Appearing in the soul section of Billboards Top Soul Picks for the week of January 20, 1979, the single received a warm review. The unnamed friend singing in duet with Zulema was actually Van McCoy. In assessment of the release in a duet format, the reviewer put it on par with other "silky, romantic" recent hit recordings by Johnny Mathis & Deniece Williams, and Roberta Flack & Donny Hathaway.

It had been reviewed earlier that month as well by Cash Box in the magazine's January 6 issue. Along with "I Go to Rio" by Pablo Cruise, "Dancin'" by Grey & Hanks and "Living in a Dream" by Sea Level, it was one of the four Feature Picks for that week. The reviewer noted that both singers known in the disco genre had a release that was pure MOR pop.

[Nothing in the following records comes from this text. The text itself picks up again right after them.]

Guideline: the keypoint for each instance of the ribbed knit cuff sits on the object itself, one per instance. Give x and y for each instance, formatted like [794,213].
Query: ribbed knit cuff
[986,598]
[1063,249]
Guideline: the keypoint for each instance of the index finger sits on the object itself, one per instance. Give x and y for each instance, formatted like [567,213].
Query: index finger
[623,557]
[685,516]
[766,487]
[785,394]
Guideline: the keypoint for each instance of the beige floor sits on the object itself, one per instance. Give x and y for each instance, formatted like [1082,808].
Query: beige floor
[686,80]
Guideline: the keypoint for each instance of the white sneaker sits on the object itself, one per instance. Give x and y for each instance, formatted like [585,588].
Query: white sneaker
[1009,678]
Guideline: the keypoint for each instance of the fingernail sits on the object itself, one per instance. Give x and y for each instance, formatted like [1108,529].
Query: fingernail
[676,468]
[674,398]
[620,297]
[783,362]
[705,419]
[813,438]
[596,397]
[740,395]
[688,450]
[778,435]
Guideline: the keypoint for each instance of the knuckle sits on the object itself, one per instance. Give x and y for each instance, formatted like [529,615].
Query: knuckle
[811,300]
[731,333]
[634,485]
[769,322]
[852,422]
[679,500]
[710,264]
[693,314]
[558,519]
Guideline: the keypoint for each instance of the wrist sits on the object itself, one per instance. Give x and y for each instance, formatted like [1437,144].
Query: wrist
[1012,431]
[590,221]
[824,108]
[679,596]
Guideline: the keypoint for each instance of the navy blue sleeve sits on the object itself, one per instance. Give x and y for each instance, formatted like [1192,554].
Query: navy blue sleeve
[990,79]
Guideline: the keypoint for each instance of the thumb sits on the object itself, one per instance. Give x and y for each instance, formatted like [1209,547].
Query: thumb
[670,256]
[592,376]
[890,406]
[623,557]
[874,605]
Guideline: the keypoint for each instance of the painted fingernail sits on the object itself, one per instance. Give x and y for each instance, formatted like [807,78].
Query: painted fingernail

The potential to appeal to a wide range of formats was also noted.

The song appears on her album, Z-Licious (Lejoint – LEJ 17000) which was made up of three Van McCoy compositions and eight of her own.

==Charts==
The song debuted at No. 95 on the Billboard Hot Soul Singles chart for the week ending February 3, 1979. It peaked at #76 at week seven on March 17, and held the position for another week, spending a total of nine weeks in the chart.

For the week of February 10, the song debuted at No. 97 on the Cash Box Top 100 R&B chart and peaked at No. 86. It spent a total of eight weeks in the Top 100 R&B chart.